Em 1978, a Seleção Brasileira se preparava para disputar a Copa da Argentina, e na programação constava uma excursão pela Europa. Fui escalado para tal cobertura junto com o fotógrafo, Maurício Coutinho. Nosso foco na cobertura era o atacante, Nunes, do Santa Cruz. A Seleção disputou amistosos na França, Alemanha, Arábia Saudita, Inglaterra, Itália e Espanha. No retorno ao Recife, a primeira pauta que me foi repassada pelo editor de esportes foi a cobertura do amistoso entre Sport e Vassoura, time amador formado por motoristas de taxis, que tinha no comunicador, Geraldo Freire, o maior incentivador.

Entendi o recado. Assimilei a lição que me veio à lembrança enquanto assistia ao confronto entre Náutico e Salgueiro, que terminou empatado em 1x1. Um resultado que não fere a lógica, uma vez que, sempre que os grandes clubes do Recife vão jogar em Salgueiro levam uma beliscada do Carcará. Embora os números das campanhas dos dois clubes fossem claros, e mostravam o melhor momento dos alvirrubros na competição, o jogo era uma questão de vida ou morte para o time sertanejo.

O Náutico, que vinha de uma sequência de cinco vitórias, buscava os três pontos em disputa que, basicamente, lhes assegurariam a passagem para a próxima fase da competição. Por outro lado, o Salgueiro precisava vencer para deixar a zona de rebaixamento. Dois times com objetivos distintos, mas que lutavam pelo mesmo resultado: a vitória.

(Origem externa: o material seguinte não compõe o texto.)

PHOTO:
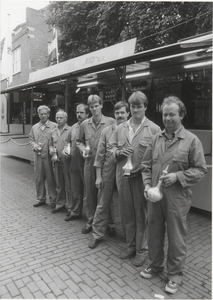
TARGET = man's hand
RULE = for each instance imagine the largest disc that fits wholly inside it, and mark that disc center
(99, 183)
(169, 179)
(120, 154)
(51, 151)
(147, 187)
(137, 170)
(35, 147)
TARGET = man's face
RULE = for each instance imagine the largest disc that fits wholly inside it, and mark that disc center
(43, 115)
(60, 118)
(95, 108)
(171, 118)
(81, 114)
(121, 115)
(137, 111)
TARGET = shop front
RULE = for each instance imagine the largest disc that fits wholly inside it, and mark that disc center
(183, 69)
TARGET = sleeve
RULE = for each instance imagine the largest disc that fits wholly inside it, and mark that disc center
(197, 168)
(80, 138)
(146, 164)
(112, 145)
(32, 138)
(50, 143)
(101, 151)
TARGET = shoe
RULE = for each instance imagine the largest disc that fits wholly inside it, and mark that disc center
(54, 210)
(38, 204)
(86, 230)
(148, 273)
(93, 243)
(138, 260)
(71, 218)
(171, 287)
(127, 254)
(111, 231)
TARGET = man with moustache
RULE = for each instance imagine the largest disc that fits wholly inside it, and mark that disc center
(183, 152)
(131, 139)
(77, 166)
(39, 140)
(89, 135)
(105, 178)
(61, 164)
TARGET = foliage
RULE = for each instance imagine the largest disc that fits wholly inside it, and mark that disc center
(86, 26)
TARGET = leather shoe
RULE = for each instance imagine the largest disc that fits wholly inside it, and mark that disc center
(37, 204)
(93, 243)
(138, 260)
(111, 231)
(54, 210)
(71, 218)
(68, 213)
(127, 254)
(86, 230)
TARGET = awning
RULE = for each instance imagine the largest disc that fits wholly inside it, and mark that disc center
(111, 57)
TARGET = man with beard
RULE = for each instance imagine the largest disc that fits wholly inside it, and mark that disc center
(182, 151)
(77, 166)
(39, 140)
(105, 179)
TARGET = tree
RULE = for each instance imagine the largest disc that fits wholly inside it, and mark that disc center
(86, 26)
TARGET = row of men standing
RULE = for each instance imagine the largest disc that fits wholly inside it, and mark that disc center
(99, 148)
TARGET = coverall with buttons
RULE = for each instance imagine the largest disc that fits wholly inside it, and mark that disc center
(61, 168)
(90, 134)
(185, 158)
(42, 163)
(133, 205)
(104, 214)
(76, 173)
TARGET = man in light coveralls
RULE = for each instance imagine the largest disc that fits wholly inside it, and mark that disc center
(77, 166)
(39, 140)
(89, 135)
(105, 178)
(183, 152)
(61, 166)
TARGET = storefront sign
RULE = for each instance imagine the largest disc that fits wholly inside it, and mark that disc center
(99, 57)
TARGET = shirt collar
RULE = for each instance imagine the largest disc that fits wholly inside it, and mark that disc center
(46, 124)
(142, 122)
(179, 133)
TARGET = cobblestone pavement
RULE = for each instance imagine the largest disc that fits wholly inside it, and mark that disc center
(42, 256)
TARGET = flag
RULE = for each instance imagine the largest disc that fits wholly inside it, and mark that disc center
(53, 50)
(6, 56)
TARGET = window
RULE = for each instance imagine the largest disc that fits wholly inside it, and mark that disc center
(17, 60)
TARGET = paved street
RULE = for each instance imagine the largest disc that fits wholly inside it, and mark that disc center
(42, 256)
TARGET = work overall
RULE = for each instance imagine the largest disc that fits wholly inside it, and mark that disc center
(185, 157)
(90, 134)
(133, 205)
(61, 168)
(42, 162)
(104, 214)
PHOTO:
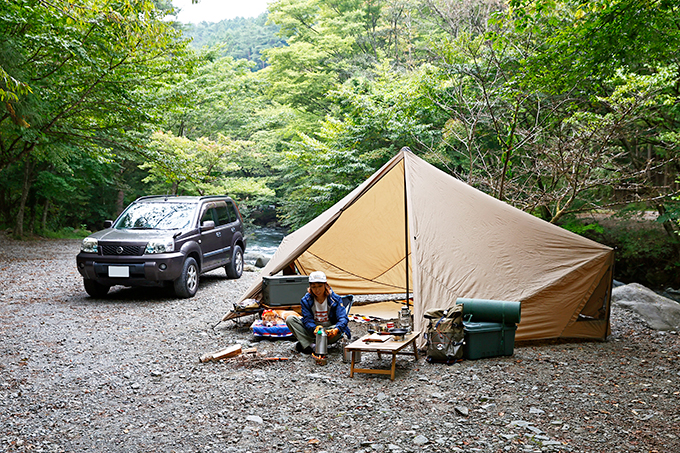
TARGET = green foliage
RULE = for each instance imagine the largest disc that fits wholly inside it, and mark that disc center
(174, 161)
(240, 38)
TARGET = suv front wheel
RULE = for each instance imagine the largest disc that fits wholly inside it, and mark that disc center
(235, 268)
(187, 283)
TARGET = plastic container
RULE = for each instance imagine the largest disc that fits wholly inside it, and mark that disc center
(488, 339)
(484, 310)
(284, 290)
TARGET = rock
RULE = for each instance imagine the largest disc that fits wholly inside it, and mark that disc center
(420, 440)
(462, 410)
(660, 313)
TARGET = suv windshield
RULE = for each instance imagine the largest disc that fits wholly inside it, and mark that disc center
(156, 216)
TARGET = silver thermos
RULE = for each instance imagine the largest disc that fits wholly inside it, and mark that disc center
(321, 342)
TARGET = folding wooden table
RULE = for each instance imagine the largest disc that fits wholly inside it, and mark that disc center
(390, 346)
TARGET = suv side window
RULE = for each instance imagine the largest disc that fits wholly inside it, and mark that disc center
(207, 215)
(223, 216)
(232, 212)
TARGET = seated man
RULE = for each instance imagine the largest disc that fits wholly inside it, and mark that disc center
(321, 309)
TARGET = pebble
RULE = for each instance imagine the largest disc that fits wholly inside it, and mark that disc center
(420, 440)
(70, 364)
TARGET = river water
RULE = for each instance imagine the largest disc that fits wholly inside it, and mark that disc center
(262, 242)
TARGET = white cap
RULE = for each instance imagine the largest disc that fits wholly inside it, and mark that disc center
(317, 277)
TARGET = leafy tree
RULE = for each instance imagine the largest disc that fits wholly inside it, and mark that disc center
(239, 38)
(91, 69)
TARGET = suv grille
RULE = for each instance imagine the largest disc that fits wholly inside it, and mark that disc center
(127, 250)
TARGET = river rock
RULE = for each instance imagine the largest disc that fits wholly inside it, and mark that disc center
(658, 312)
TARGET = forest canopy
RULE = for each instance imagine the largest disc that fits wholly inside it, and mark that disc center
(557, 107)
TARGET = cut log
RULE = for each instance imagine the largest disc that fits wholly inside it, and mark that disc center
(231, 351)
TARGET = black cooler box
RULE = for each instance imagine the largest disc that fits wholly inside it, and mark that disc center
(284, 289)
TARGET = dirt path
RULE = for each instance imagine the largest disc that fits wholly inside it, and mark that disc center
(122, 374)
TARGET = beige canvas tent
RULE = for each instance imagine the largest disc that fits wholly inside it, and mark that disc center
(460, 242)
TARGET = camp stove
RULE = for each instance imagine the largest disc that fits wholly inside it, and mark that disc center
(321, 347)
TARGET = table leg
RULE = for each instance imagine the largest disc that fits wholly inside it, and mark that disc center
(394, 362)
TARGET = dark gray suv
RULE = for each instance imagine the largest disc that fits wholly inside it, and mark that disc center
(164, 241)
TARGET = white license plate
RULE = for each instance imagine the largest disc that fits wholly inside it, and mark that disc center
(119, 271)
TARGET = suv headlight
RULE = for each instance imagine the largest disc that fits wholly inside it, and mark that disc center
(89, 245)
(160, 246)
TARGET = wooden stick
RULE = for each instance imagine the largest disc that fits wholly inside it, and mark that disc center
(231, 351)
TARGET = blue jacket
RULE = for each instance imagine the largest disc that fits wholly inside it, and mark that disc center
(336, 313)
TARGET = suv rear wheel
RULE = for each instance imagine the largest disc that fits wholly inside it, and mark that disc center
(95, 289)
(187, 283)
(235, 268)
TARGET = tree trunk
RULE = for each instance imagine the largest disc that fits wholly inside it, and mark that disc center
(43, 222)
(120, 200)
(26, 186)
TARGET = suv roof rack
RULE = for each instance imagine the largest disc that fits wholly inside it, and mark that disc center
(146, 197)
(201, 197)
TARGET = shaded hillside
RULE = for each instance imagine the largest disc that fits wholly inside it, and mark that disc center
(241, 37)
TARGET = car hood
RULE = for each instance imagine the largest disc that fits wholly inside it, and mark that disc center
(111, 234)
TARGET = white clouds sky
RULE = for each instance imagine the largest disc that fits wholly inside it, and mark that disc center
(217, 10)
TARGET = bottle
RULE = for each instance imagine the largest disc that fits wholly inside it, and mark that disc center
(345, 354)
(321, 342)
(405, 320)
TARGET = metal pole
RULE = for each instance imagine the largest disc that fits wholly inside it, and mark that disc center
(408, 305)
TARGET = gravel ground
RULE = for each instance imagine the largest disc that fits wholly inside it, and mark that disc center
(122, 374)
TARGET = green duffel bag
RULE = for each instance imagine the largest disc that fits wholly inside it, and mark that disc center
(445, 335)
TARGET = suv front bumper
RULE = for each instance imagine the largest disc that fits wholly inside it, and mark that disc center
(146, 270)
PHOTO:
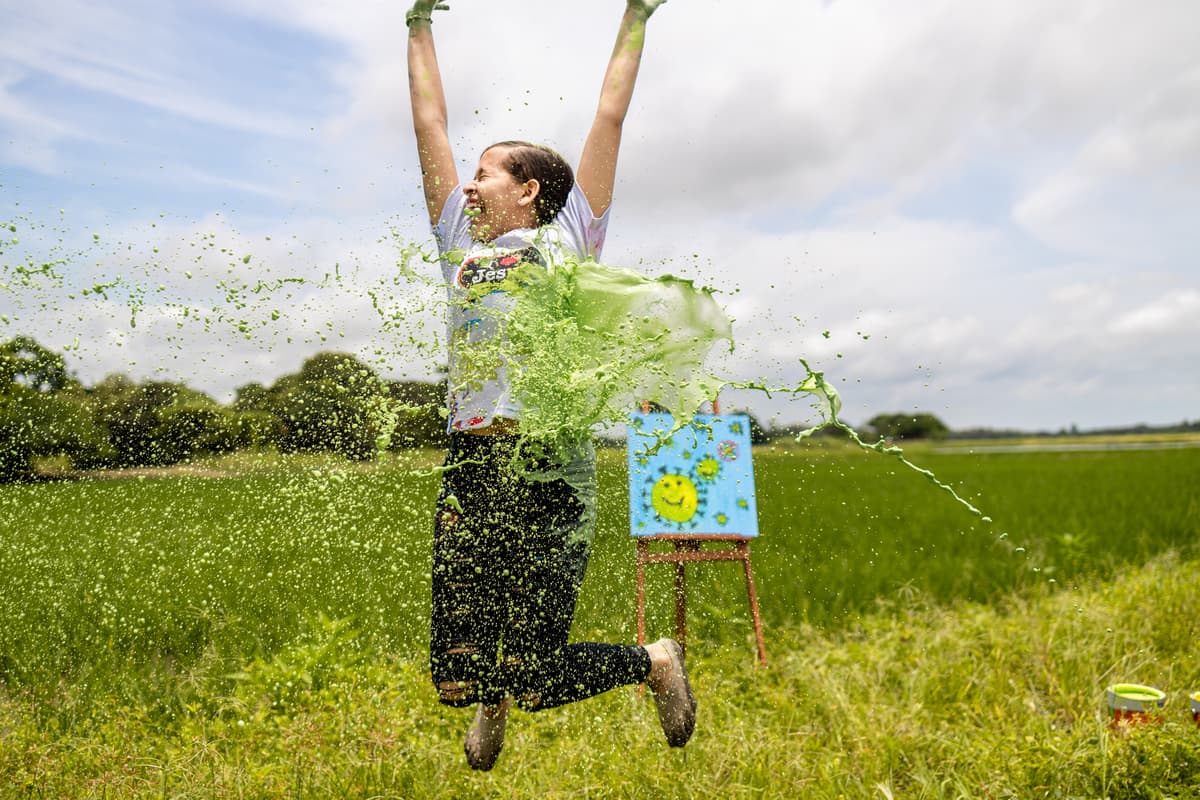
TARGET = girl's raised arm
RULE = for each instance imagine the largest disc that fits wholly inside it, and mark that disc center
(598, 164)
(438, 172)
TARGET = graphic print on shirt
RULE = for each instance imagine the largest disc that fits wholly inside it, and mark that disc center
(492, 266)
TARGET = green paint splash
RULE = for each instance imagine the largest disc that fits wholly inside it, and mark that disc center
(586, 343)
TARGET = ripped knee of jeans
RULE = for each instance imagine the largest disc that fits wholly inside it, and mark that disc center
(456, 691)
(528, 701)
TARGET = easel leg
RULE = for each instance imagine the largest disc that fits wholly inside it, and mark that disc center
(641, 591)
(744, 549)
(682, 600)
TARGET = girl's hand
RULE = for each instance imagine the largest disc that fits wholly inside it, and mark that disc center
(643, 8)
(424, 10)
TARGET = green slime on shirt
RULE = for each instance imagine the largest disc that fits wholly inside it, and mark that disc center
(585, 343)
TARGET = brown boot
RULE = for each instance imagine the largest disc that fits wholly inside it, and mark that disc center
(672, 692)
(486, 735)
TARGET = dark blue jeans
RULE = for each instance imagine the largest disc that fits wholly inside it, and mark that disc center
(510, 548)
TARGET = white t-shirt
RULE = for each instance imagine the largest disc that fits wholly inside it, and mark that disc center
(466, 263)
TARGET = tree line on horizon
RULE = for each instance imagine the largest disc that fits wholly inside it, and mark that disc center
(334, 403)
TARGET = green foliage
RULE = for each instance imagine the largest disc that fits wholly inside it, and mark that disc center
(323, 415)
(159, 422)
(907, 426)
(25, 362)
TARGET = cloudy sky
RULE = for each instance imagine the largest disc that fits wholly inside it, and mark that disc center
(973, 209)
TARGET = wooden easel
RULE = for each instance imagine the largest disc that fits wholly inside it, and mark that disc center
(688, 547)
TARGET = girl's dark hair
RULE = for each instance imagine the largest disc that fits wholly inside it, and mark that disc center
(553, 175)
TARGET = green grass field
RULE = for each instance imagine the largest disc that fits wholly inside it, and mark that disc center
(257, 629)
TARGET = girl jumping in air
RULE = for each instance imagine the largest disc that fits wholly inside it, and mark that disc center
(511, 545)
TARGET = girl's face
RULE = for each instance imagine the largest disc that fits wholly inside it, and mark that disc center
(497, 200)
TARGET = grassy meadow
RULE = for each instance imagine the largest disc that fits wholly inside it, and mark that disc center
(256, 627)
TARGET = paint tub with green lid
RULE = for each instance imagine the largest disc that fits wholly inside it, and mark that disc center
(1134, 703)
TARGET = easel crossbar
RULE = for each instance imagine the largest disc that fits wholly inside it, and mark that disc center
(688, 548)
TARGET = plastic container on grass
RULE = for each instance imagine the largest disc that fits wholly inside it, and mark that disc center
(1135, 704)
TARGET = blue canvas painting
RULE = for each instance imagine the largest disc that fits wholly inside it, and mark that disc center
(700, 481)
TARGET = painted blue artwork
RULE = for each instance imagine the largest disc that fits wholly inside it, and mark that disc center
(700, 481)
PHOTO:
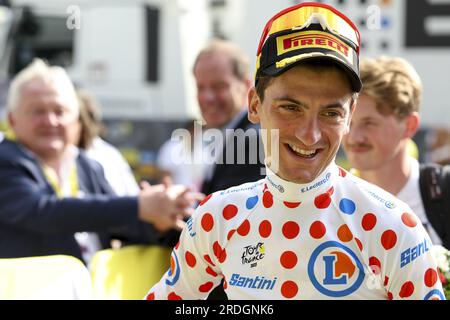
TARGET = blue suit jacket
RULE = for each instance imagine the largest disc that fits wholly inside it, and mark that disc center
(35, 222)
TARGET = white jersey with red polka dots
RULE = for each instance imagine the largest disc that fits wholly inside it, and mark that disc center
(336, 237)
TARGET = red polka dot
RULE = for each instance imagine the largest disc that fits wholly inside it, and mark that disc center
(358, 242)
(290, 229)
(291, 205)
(288, 259)
(409, 220)
(317, 230)
(174, 296)
(208, 259)
(322, 201)
(230, 234)
(369, 221)
(386, 281)
(265, 228)
(344, 233)
(206, 287)
(267, 199)
(205, 200)
(207, 222)
(210, 271)
(388, 239)
(375, 265)
(407, 290)
(229, 211)
(244, 228)
(289, 289)
(430, 277)
(190, 259)
(223, 256)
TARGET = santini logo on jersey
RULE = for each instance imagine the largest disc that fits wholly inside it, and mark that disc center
(317, 184)
(252, 282)
(411, 254)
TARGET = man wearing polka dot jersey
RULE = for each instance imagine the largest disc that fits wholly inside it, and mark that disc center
(309, 230)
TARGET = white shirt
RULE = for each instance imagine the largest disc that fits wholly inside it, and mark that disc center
(410, 194)
(336, 237)
(180, 159)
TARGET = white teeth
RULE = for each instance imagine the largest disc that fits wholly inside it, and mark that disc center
(302, 152)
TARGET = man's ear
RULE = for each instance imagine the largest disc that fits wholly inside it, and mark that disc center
(254, 104)
(10, 119)
(412, 124)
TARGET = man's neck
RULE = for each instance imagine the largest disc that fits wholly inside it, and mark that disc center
(392, 176)
(56, 160)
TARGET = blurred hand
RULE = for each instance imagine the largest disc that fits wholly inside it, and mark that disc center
(166, 205)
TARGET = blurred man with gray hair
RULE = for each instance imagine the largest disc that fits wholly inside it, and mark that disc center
(54, 200)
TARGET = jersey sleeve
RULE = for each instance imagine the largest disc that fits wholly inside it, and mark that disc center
(194, 264)
(411, 271)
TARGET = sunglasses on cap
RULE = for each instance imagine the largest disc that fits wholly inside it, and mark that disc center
(305, 31)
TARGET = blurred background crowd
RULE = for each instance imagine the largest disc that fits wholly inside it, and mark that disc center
(144, 68)
(127, 53)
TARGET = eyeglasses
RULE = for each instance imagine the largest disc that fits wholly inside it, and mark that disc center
(300, 15)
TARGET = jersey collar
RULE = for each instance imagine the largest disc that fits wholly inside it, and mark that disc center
(294, 192)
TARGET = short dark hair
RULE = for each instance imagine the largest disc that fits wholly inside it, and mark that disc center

Os alvirrubros não fizeram uma boa apresentação, mas foram premiados com um gol de Robinho, o atacante mais brilhante e objetivo do time comandado por Márcio Goiano. O Salgueiro dominou todo o segundo tempo, fez da superação sua arma para chegar ao gol do empate. A soma de um ponto não atenuou a tensão que os donos da casa vivem nesta reta final do campeonato. Por outro lado, a quatro jogos do final desta fase de classificação, somar um ponto na condição de visitante, foi para o Náutico um feito positivo, visto que, seu passaporte pode ser carimbado no próximo sábado, diante da Juazeirense, na Arena Pernambuco, onde o Timbu canta de galo.